Mathias, qui avait 17 ans à l’époque, a été sévèrement plaqué lors d’un match de rugby à 7 entre deux lycées des Hautes-Pyrénées, ce qui l’a rendu tétraplégique.
Le fautif de ce plaquage dévastateur lors de ce match scolaire il y a deux ans, a été condamné à neuf mois de prison avec sursis par le tribunal correctionnel de Tarbes. Mathias, touché à la colonne cervicale, n’a pas pu se relever. En décembre dernier, le ministère public avait demandé une peine de 18 mois de prison avec sursis contre l’auteur de l’agression.
Mathias Dantin, maintenant diagnostiqué comme tétraplégique incomplet, vit sur un fauteuil roulant automatisé. Il déclare avoir perdu l’usage de ses membres inférieurs et ne dispose que d’une mobilité très limitée de ses bras. Au tribunal correctionnel de Tarbes, soutenu par l’équipe de France de rugby et certains joueurs du Stade Toulousain, Mathias demandait la pleine reconnaissance et une juste indemnisation de son préjudice. Il a déclaré : « J’ai subi une agression. C’est un joueur dont j’avais précédemment noté l’agressivité lors d’un tournoi UNSS (Union nationale du sport scolaire). Comme moi, il jouait en club et était meilleur que les autres élèves. Il voulait le montrer… et à force de vouloir montrer et ne pas contrôler, ce qui m’est arrivé est arrivé. »
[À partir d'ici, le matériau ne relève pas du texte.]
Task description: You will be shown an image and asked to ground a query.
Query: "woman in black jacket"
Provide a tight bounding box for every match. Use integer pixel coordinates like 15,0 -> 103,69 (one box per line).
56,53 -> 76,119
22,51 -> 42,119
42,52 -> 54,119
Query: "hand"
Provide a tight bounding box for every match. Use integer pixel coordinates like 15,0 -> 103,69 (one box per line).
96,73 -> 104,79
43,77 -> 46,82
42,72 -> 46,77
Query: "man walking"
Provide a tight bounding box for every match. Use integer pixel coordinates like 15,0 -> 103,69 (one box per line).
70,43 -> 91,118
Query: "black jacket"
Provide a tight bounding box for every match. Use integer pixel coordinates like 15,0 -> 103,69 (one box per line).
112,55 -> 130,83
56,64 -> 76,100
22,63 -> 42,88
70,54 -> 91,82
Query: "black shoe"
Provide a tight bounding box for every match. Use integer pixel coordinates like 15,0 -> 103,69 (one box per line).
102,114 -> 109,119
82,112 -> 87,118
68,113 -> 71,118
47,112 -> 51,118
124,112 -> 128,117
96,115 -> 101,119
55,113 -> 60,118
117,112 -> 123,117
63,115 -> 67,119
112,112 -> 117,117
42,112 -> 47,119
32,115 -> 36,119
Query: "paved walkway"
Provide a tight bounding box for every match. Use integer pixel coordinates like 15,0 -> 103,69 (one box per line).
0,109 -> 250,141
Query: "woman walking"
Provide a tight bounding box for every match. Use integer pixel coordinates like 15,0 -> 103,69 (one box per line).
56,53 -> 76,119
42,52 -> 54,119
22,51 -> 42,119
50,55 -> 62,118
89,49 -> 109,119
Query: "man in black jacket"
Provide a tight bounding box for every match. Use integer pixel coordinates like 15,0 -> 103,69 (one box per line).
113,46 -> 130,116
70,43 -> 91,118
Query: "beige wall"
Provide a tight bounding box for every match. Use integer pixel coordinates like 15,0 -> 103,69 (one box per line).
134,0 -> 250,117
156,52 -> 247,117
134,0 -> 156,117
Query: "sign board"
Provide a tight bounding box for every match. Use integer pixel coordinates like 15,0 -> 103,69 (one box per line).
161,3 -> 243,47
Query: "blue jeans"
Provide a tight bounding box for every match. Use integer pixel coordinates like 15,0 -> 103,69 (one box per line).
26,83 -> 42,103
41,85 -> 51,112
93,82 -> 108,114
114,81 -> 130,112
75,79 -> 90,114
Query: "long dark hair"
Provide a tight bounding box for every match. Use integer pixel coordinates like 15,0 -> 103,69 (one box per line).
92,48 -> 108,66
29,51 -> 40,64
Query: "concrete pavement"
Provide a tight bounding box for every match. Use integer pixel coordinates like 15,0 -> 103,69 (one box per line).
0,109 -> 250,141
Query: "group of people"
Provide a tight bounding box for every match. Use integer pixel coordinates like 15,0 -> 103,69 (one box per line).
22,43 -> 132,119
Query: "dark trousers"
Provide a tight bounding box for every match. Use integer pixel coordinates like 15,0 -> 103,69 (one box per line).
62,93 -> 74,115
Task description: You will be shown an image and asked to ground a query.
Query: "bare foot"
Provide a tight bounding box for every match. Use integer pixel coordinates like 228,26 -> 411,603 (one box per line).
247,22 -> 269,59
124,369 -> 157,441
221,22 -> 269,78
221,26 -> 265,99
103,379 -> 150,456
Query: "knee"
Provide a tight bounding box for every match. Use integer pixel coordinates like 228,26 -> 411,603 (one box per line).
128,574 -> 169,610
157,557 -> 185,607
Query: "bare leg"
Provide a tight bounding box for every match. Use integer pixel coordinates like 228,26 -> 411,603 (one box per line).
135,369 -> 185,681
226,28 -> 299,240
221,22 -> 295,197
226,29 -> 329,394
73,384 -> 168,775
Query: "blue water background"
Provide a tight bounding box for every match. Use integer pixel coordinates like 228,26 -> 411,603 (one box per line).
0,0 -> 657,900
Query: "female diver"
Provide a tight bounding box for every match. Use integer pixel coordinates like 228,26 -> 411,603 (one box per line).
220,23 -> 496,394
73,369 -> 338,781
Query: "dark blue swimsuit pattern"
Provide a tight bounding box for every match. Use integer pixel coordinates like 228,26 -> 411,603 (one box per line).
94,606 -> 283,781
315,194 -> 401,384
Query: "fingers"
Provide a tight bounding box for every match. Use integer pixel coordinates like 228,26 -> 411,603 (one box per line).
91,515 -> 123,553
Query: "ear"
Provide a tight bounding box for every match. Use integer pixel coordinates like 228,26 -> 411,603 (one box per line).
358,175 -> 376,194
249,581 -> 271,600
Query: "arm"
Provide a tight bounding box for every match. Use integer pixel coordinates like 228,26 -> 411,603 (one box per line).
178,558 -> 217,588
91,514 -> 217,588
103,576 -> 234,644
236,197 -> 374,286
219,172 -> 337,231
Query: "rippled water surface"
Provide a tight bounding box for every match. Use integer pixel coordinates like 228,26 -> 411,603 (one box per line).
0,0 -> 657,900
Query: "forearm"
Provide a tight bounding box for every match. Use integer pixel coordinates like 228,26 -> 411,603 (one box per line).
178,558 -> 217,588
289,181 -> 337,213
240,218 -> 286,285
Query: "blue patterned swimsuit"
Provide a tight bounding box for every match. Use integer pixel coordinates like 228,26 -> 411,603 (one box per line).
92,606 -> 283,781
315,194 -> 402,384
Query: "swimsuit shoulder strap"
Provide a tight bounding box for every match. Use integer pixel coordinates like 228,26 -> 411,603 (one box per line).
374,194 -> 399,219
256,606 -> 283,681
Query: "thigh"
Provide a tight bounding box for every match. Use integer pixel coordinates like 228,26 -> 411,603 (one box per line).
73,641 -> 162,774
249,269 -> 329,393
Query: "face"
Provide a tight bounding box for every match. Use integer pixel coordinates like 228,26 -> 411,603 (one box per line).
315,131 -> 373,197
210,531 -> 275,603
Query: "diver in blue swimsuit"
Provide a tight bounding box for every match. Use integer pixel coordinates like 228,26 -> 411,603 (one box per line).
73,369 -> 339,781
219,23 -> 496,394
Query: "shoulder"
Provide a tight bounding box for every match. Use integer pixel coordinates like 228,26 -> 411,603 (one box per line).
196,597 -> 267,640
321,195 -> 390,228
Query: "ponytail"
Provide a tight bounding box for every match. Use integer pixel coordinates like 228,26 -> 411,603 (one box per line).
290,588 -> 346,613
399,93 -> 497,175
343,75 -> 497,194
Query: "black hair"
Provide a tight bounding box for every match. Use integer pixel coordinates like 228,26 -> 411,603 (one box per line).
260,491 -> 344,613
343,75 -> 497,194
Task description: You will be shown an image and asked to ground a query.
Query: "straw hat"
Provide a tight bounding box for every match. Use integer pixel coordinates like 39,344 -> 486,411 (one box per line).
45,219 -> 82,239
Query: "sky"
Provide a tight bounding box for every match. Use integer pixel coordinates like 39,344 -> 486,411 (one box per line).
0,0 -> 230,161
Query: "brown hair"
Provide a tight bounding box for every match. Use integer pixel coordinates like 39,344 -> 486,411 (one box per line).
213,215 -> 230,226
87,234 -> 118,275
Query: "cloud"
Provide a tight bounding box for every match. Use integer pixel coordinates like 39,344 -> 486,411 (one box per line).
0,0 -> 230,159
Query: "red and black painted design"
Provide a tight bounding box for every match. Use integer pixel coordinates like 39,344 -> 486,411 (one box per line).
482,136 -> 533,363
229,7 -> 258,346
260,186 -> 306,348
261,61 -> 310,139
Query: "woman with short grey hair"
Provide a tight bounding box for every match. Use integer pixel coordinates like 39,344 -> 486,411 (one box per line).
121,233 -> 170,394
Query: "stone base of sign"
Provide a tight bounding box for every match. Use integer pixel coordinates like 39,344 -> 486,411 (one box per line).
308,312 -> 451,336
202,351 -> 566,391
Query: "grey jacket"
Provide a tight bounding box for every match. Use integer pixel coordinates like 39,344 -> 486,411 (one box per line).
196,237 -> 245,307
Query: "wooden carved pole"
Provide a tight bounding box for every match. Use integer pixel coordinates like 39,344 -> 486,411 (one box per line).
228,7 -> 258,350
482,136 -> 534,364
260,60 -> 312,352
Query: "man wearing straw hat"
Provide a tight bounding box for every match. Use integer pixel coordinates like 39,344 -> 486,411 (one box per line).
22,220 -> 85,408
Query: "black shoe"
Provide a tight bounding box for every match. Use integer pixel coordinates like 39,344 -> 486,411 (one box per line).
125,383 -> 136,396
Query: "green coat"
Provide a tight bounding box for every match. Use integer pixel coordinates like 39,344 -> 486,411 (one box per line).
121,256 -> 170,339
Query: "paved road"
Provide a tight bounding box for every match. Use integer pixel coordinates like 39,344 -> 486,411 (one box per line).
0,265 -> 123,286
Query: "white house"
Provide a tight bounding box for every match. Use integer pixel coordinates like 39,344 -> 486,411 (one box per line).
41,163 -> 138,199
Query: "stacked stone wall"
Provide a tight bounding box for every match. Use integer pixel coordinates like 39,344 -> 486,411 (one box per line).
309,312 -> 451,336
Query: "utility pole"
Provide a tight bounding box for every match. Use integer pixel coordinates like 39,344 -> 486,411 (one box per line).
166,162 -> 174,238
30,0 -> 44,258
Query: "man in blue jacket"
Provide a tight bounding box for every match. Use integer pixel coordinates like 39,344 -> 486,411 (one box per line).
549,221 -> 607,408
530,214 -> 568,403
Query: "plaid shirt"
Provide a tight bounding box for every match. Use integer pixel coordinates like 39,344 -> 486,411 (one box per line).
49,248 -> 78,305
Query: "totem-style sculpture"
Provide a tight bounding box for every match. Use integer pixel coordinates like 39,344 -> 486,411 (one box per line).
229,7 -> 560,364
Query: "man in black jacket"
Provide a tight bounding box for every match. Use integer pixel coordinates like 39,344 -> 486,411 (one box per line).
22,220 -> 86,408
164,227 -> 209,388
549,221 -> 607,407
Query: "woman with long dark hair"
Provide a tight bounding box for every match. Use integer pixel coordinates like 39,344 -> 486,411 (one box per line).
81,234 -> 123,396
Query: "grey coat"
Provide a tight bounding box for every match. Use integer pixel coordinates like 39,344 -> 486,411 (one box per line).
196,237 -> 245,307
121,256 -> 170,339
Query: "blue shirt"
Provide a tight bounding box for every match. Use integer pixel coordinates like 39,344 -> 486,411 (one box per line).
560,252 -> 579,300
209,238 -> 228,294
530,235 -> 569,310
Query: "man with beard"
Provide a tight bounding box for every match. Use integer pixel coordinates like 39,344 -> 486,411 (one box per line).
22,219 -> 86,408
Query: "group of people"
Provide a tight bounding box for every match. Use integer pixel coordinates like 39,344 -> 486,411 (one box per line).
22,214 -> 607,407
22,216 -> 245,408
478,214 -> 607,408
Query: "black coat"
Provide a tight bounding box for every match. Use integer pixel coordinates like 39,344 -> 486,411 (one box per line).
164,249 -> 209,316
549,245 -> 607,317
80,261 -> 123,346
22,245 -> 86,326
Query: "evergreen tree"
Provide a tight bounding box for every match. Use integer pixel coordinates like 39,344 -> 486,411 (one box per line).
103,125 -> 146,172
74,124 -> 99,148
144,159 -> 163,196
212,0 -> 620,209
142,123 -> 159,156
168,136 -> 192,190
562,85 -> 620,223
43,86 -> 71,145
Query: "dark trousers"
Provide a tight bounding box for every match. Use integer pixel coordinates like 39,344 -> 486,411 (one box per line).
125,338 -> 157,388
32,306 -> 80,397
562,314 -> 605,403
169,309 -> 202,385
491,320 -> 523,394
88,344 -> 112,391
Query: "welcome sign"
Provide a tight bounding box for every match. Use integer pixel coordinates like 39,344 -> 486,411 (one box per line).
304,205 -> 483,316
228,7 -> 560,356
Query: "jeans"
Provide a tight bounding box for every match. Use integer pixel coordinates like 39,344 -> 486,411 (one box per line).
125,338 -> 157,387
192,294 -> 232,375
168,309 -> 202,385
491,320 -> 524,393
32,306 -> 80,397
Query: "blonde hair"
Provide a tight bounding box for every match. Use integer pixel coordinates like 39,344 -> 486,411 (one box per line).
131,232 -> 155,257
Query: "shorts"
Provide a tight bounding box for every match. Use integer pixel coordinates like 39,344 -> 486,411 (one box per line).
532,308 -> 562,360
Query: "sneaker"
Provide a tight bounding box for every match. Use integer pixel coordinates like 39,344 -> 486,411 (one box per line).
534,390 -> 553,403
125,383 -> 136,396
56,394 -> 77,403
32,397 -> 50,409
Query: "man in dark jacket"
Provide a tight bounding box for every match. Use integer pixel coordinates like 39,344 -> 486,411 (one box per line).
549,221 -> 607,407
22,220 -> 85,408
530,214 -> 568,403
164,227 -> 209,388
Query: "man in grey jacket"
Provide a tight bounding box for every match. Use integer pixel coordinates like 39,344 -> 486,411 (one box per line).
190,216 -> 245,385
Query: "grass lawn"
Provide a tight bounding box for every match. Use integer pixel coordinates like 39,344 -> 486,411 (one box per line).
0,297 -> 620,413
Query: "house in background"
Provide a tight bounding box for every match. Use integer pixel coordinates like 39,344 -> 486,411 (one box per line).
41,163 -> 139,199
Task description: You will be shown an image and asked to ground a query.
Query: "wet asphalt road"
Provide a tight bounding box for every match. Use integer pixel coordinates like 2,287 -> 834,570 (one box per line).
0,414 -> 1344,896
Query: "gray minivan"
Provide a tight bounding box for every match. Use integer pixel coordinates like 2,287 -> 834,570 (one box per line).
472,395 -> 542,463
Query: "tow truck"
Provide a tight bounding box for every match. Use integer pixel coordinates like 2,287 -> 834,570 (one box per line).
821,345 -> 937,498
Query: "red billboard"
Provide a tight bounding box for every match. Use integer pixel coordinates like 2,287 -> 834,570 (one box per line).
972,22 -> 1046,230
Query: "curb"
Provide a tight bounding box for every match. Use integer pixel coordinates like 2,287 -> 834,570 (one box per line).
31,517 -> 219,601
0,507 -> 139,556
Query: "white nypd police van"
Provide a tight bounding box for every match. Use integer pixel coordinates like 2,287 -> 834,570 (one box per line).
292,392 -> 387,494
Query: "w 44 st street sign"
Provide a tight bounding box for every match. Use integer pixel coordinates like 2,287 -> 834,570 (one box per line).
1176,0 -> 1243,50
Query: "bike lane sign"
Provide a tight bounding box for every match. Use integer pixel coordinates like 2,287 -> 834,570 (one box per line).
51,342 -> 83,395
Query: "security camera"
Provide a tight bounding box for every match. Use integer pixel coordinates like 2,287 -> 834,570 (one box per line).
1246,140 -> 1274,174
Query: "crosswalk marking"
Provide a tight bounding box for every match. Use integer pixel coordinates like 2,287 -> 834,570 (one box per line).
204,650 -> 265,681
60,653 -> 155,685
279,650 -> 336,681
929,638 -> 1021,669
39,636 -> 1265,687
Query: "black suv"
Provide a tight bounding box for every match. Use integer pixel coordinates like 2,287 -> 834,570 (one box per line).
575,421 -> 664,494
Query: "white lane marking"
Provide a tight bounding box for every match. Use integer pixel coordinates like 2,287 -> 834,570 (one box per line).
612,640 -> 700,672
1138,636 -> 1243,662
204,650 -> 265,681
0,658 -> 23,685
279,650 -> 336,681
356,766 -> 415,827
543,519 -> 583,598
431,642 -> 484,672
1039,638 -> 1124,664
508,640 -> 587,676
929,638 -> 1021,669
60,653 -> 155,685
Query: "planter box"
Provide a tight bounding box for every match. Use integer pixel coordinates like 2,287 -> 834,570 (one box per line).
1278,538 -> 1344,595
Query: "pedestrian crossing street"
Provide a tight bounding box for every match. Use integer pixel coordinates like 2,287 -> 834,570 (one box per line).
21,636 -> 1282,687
L’auteur du plaquage, alors âgé de 20 ans, a nié toute violence intentionnelle. « Depuis cet accident, le rugby est devenu impossible pour moi. Il est même difficile de regarder un match », avait-il confié au tribunal en décembre. Son avocat, Me Pascal Nakache, avait parlé d’un mouvement « maladroit et tragique » mais qui « n’a jamais eu l’intention de blesser la victime ». En réponse à cette tragédie, l’UNSS avait suspendu la pratique du rugby pendant un mois.
Le tribunal correctionnel de Tarbes a reconnu la violence ayant entraîné une infirmité permanente. En plus des neuf mois de prison avec sursis, le responsable du plaquage a été condamné à payer une indemnité de 2 000 euros à Mathias Dantin et à sa famille.